Carlos se retirou precipitadamente. Vinha um criado procurar Henriqueta.

CAPITULO V

Tudo se preparava em casa de Henrique de Moraes para uma festa de familia. Julio tinha chegado a Lisboa, não dissera o dia em que vinha, mas não estaria longe esse dia.

Todos andavam alegres, menos Henriqueta, que tinha immenso trabalho para occultar sna desesperação. Era naturalmente franca e custava-lhe muitissimo dissimular. Precisava sorrir quando quereria soltar gritos de angustia.

Recolheu-se um dia mais tarde que o costume de seu passeio solitario. As sombras que se estendiam sobre a natureza valeram para esconder a vermelhidão de seus olhos, e a angustia de suas vistas.

— Já estava para te mandar procurar, lhe disse seu pae, que passeava na sala com sua netinha ao collo.

— Tardei bastante... não sirvo senão para dar-lhes cuidados e tristezas, replicou ella com voz alterada.

— Que tens?.. Parece-me que estás mais incommodada.

— Não, meu querido pae. Creio que estou rouca; e doe-me a cabeça, mas estes incommodos de nada valem.

— Estás mais doente do que dizes. Apesar do gosto que tens, vaes sempre a peior. Teu marido póde ralhar-nos quando chegar.

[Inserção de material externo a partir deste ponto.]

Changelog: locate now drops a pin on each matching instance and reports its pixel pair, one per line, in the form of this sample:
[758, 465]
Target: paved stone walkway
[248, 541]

Deixamos-te muito senhora da tua vontade, e tu não trataste da saude como devias. Elle póde dizer que fomos máos depositarios, que não és a mesma, que eras, que já te não quer.

Este gracejo de Henrique de Moraes era um agudo punhal para o coração da mulher culpada, que estava dizendo comsigo:

— Terrivel verdade diz meu pae, sem o saber!...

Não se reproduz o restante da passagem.